Passive Information Gathering
Interesting files to check
robots.txt
Check /robots.txt for hidden directories/files.
sitemap.xml/sitemaps.xml
An XML file that provides search engines with a map of a site.
Web technologies footprinting
Add-ons: - BuiltWith - Wappalyzer provides insights about the technologies used on the visited websites. Such extension is handy, primarily when you collect all this information while browsing the website like any other user. A screenshot of Wappalyzer is shown below. You can find Wappalyzer for Firefox here.
Kali utility:
- whatweb: whatweb TARGET_URL
Host command
Usage: host DOMAIN
WHOIS, dig and nslookup
-
Identifying Key Personnel: WHOIS records often reveal the names, email addresses, and phone numbers of individuals responsible for managing the domain. This information can be leveraged for social engineering attacks or to identify potential targets for phishing campaigns.
-
Discovering Network Infrastructure: Technical details like name servers and IP addresses provide clues about the target's network infrastructure. This can help penetration testers identify potential entry points or misconfigurations.
-
Historical Data Analysis: Accessing historical WHOIS records through services like WhoisFreaks can reveal changes in ownership, contact information, or technical details over time. This can be useful for tracking the evolution of the target's digital presence.
-
This information might be redacted!
| Purpose | Commandline Example |
|---|---|
| Lookup WHOIS record | whois WEBSITE |
| Lookup WHOIS record | whois IP |
| Lookup DNS A records | nslookup -type=A WEBSITE |
| Lookup DNS MX records at DNS server | nslookup -type=MX WEBSITE 1.1.1.1 |
| Lookup DNS TXT records | nslookup -type=TXT WEBSITE |
| Lookup DNS A records | dig WEBSITE A |
| Lookup DNS MX records at DNS server | dig @1.1.1.1 WEBSITE MX |
| Lookup DNS TXT records | dig WEBSITE TXT |
Netcraft
It is a service used to gather information regarding a target domain.

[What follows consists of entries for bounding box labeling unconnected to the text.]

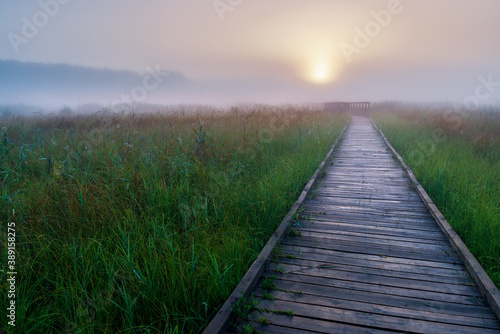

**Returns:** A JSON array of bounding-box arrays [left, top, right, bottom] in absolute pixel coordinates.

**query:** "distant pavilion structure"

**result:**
[[325, 102, 371, 115]]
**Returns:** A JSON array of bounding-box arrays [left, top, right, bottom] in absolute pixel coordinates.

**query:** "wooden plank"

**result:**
[[262, 271, 488, 307], [244, 313, 394, 334], [203, 125, 347, 334], [254, 300, 498, 334], [269, 257, 476, 287], [269, 266, 481, 297], [276, 252, 468, 280], [255, 288, 500, 330], [209, 119, 500, 334], [372, 121, 500, 318]]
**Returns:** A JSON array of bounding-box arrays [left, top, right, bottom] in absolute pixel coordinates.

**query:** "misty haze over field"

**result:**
[[0, 0, 500, 107]]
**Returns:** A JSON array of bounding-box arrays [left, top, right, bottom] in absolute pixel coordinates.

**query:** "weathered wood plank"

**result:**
[[206, 118, 500, 334]]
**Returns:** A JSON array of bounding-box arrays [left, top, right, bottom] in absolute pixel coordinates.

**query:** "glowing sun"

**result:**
[[307, 61, 335, 85]]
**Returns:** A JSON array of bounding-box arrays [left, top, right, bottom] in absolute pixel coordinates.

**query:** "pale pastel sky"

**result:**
[[0, 0, 500, 102]]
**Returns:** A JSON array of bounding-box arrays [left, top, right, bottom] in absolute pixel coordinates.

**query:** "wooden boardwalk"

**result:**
[[205, 117, 500, 334]]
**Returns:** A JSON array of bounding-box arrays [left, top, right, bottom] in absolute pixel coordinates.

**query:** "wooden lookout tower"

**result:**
[[325, 102, 371, 115]]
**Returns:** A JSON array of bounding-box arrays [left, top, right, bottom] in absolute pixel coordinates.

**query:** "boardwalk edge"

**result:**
[[371, 119, 500, 319], [203, 123, 349, 334]]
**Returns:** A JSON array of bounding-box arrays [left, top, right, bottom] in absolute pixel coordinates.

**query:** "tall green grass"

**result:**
[[374, 112, 500, 287], [0, 107, 347, 333]]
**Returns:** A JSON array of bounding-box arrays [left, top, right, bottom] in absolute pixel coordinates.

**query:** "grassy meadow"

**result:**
[[373, 110, 500, 287], [0, 106, 348, 333]]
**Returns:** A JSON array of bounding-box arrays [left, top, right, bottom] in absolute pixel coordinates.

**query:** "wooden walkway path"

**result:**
[[204, 117, 500, 334]]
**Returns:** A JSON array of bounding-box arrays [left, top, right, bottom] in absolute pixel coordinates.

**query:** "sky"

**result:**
[[0, 0, 500, 107]]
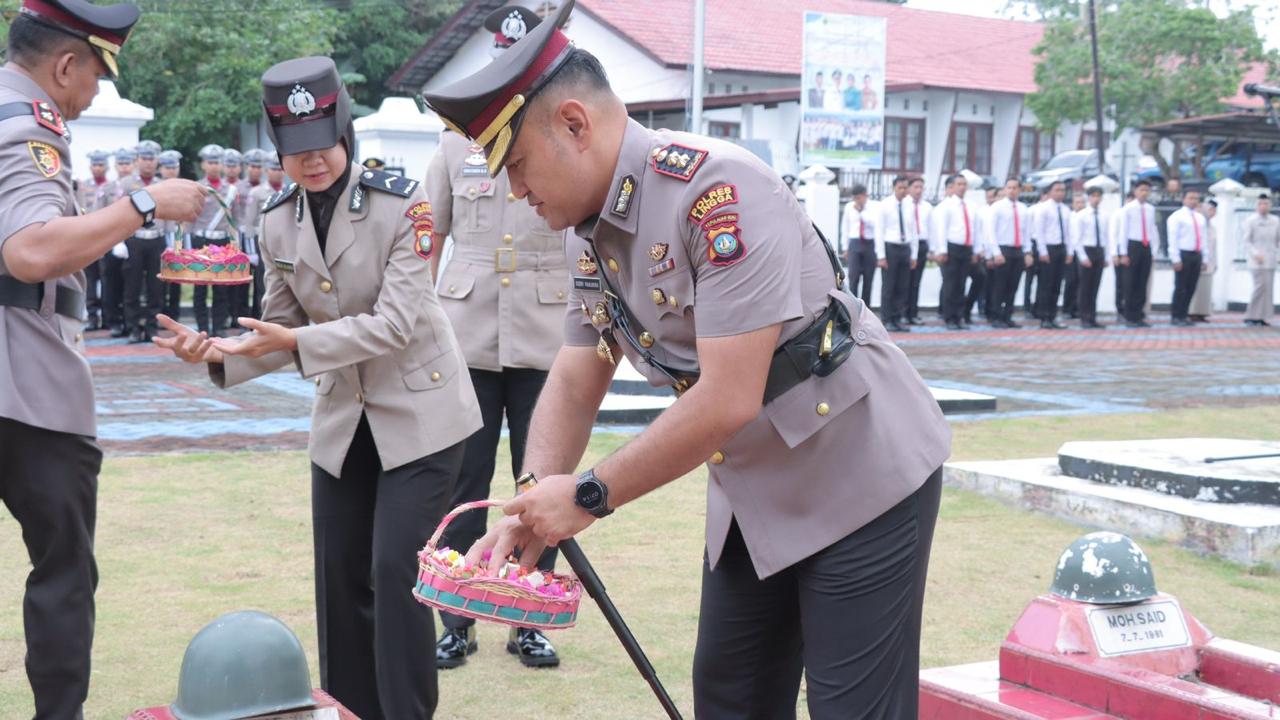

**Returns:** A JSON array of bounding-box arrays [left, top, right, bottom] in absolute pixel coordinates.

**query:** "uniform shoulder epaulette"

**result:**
[[262, 182, 298, 213], [649, 143, 708, 182], [360, 170, 419, 197]]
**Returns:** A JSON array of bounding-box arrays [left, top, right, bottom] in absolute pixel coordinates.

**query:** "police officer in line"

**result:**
[[123, 140, 165, 343], [425, 0, 950, 720], [191, 145, 236, 336], [156, 58, 481, 720], [76, 150, 118, 331], [0, 0, 202, 707], [426, 5, 568, 667]]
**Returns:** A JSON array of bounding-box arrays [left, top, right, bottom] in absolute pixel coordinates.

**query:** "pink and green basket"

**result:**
[[413, 500, 582, 630]]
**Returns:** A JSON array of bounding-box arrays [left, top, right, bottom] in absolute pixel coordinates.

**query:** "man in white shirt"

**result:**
[[1115, 179, 1160, 328], [983, 178, 1030, 328], [876, 176, 916, 333], [1165, 190, 1208, 328], [1071, 187, 1110, 329], [1032, 181, 1074, 331], [906, 177, 933, 325], [929, 176, 978, 331], [840, 184, 876, 307]]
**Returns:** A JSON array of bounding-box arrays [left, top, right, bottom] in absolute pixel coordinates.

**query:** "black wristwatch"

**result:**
[[129, 190, 156, 228], [573, 470, 613, 518]]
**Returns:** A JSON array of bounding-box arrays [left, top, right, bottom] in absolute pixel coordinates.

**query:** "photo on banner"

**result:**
[[800, 10, 887, 170]]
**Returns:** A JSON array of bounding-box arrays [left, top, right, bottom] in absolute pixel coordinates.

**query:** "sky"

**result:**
[[906, 0, 1280, 50]]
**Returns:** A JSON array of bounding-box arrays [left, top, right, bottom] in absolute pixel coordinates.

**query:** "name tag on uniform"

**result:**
[[573, 275, 604, 292]]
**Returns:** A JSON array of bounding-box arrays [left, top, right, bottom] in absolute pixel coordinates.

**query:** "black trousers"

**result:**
[[1124, 240, 1151, 323], [124, 236, 165, 333], [99, 252, 124, 328], [694, 461, 951, 720], [992, 245, 1024, 322], [440, 368, 557, 630], [311, 418, 462, 720], [942, 242, 973, 323], [191, 234, 230, 334], [1170, 250, 1203, 320], [1036, 243, 1066, 322], [849, 240, 884, 307], [1078, 247, 1107, 323], [0, 418, 102, 720], [873, 242, 914, 323], [906, 240, 929, 320]]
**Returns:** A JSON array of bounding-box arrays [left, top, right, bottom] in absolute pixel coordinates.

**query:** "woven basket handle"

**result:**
[[426, 500, 503, 550]]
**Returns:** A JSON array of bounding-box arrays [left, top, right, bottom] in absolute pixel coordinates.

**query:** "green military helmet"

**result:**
[[170, 610, 315, 720], [1050, 532, 1156, 605]]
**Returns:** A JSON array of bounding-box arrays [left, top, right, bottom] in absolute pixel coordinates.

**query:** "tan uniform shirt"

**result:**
[[0, 68, 93, 435], [564, 120, 951, 578], [426, 132, 568, 370], [209, 165, 481, 475]]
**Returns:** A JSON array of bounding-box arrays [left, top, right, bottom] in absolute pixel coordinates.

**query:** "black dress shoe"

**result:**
[[435, 625, 479, 670], [507, 628, 559, 667]]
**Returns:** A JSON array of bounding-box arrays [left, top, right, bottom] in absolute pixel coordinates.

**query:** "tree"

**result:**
[[1027, 0, 1276, 177]]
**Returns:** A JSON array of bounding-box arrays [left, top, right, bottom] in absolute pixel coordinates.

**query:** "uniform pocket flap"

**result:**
[[435, 275, 476, 300], [404, 347, 458, 391], [764, 358, 870, 448]]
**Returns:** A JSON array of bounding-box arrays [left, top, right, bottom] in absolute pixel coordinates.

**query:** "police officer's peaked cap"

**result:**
[[18, 0, 140, 79], [422, 0, 573, 176], [484, 5, 543, 47], [262, 56, 356, 155], [200, 143, 225, 163]]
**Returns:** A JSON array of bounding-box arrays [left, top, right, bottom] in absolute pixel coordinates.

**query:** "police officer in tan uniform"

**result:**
[[426, 5, 568, 667], [0, 0, 201, 720], [425, 1, 950, 720], [156, 58, 480, 720]]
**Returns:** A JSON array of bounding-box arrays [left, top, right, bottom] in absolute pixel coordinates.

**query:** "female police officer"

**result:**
[[156, 58, 480, 720]]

Research tools: https://www.netcraft.com/resources/research-tools
DNS
The Hosts File
- It is a simple text file used to map hostnames to IP addresses, providing a manual method of domain name resolution that bypasses the DNS process.
- It is located in
C:\Windows\System32\drivers\etc\hostson Windows and in/etc/hostson Linux and MacOS. - It can also be used to block unwanted websites by redirecting their domains to a non-existent IP address
Tools
DNSRecon
dnsrecon -d DOMAIN_NAME
DNS Dumpster
Website: https://dnsdumpster.com/
WAF Detection with wafw00f
It identifies wheter a website is protected by a WAF and gives you information regarding it.

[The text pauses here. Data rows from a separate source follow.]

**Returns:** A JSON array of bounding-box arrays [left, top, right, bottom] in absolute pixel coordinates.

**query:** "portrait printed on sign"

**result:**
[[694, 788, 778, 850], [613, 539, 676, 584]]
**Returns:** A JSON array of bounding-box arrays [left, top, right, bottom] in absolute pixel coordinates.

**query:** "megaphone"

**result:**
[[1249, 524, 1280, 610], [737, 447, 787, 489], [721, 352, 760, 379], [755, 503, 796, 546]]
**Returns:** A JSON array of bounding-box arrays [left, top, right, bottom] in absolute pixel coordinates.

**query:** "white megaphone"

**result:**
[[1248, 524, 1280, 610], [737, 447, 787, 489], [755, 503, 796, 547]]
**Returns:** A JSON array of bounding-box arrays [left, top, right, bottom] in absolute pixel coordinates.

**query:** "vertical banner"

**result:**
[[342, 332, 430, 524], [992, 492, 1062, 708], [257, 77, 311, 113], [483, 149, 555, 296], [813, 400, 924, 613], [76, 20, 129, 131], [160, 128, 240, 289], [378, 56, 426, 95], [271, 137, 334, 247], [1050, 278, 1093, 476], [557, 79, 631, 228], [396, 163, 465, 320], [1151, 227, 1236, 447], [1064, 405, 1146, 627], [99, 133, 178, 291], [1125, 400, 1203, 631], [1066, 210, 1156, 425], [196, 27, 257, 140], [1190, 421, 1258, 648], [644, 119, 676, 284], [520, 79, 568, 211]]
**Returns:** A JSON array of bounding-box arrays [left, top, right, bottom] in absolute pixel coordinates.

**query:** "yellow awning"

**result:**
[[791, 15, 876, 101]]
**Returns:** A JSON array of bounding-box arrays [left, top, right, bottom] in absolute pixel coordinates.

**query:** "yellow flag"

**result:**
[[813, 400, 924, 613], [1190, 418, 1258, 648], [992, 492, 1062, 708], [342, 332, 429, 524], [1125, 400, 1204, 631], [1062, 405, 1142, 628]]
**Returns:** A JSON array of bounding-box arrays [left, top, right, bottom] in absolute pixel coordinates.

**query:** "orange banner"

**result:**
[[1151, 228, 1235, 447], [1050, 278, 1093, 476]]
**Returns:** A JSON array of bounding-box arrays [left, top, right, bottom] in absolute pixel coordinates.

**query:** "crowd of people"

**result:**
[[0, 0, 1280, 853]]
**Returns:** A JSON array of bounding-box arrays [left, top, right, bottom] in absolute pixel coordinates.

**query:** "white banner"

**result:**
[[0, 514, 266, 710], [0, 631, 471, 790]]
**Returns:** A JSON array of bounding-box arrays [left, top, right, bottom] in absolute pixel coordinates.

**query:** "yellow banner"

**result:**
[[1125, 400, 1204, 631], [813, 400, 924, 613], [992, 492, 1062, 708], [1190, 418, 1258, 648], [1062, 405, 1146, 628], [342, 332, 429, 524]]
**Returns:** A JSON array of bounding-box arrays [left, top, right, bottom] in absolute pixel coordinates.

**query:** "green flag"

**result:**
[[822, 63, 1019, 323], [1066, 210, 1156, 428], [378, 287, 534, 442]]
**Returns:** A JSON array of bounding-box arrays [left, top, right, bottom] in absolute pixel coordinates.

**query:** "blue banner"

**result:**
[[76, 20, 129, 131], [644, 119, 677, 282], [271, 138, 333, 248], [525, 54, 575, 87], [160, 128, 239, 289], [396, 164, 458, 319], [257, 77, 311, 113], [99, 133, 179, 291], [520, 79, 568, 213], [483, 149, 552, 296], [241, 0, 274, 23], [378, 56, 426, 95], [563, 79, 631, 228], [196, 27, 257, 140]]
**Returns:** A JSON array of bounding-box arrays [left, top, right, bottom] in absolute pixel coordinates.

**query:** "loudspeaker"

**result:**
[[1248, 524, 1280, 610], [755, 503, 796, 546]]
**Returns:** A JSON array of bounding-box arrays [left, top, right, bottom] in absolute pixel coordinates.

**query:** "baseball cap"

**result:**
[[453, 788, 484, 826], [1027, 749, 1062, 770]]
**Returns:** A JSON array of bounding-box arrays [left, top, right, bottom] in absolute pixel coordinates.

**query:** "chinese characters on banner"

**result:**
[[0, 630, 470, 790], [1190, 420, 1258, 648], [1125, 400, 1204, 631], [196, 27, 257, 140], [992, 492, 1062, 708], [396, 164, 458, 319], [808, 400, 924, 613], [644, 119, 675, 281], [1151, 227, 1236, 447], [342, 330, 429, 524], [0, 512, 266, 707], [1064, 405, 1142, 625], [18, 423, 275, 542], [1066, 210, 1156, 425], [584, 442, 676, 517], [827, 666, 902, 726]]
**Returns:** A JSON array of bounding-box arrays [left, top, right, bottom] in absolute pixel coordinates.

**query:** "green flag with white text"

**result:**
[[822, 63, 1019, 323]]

GitHub repository: https://github.com/EnableSecurity/wafw00f
Usage
-
Default usage:
wafw00f DOMAIN_NAME -
Test for all possible WAF Instances:
wafw00f DOMAIN_NAME -a
Passive Subdomain Enumeration
This relies on external sources of information to discover subdomains without directly querying the target's DNS servers. One valuable resource is Certificate Transparency (CT) logs, public repositories of SSL/TLS certificates. Another passive approach involves utilising search engines like Google or DuckDuckGo. By employing specialised search operators (e.g., site:), you can filter results to show only subdomains related to the target domain.
Sublist3r
Sublist3r is a python tool designed to enumerate subdomains of websites using OSINT.
GitHub repository: https://github.com/aboul3la/Sublist3r
Usage
- Default usage:
sublist3r -d DOMAIN_NAME - Check with specific engines:
sublist3r -d DOMAIN_NAME -e google,yahoo
Wayback URLs
To dump all of the links that are saved in Wayback Machine, we can use the tool called waybackurls. Hosted in GitHub.
Google Dorks
Examples
Limit all results to a specific domain: site:DOMAIN_NAME
Look for specific results in URL: site:DOMAIN_NAME inurl:URL_STRING
Look for specific results in the site's title: site:DOMAIN_NAME intitle:URL_STRING
Look for specific file types (PDF,docx,zip,etc): site:DOMAIN_NAME filetype:FILE_TYPE
Enumerate subdomains: site:*.DOMAIN_NAME
Sites with directory listing enabled: intitle:"index of"
Find an older version of a website: cache:DOMAIN_NAME
Search for exposed passwords: inurl:auth_user_file.txt
Search for exposed passwords: inurl:password.txt
Google Hacking Database
https://www.exploit-db.com/google-hacking-database
Email Harvesting using theHarvester
Tool that enumerates emails beloing to a specific domain.
GitHub repository: https://github.com/laramies/theHarvester
It also contains modules that perform active recon.
Usage
-
Using the domain name:
theHarvester -d DOMAIN_NAME -b SOURCES -
Using the organization name:
theHarvester -d ORG_NAME -b SOURCES
Leaked Password Databases
Website: https://haveibeenpwned.com/
Other passive reconnaissance tools
- https://www.shodan.io/
- https://archive.org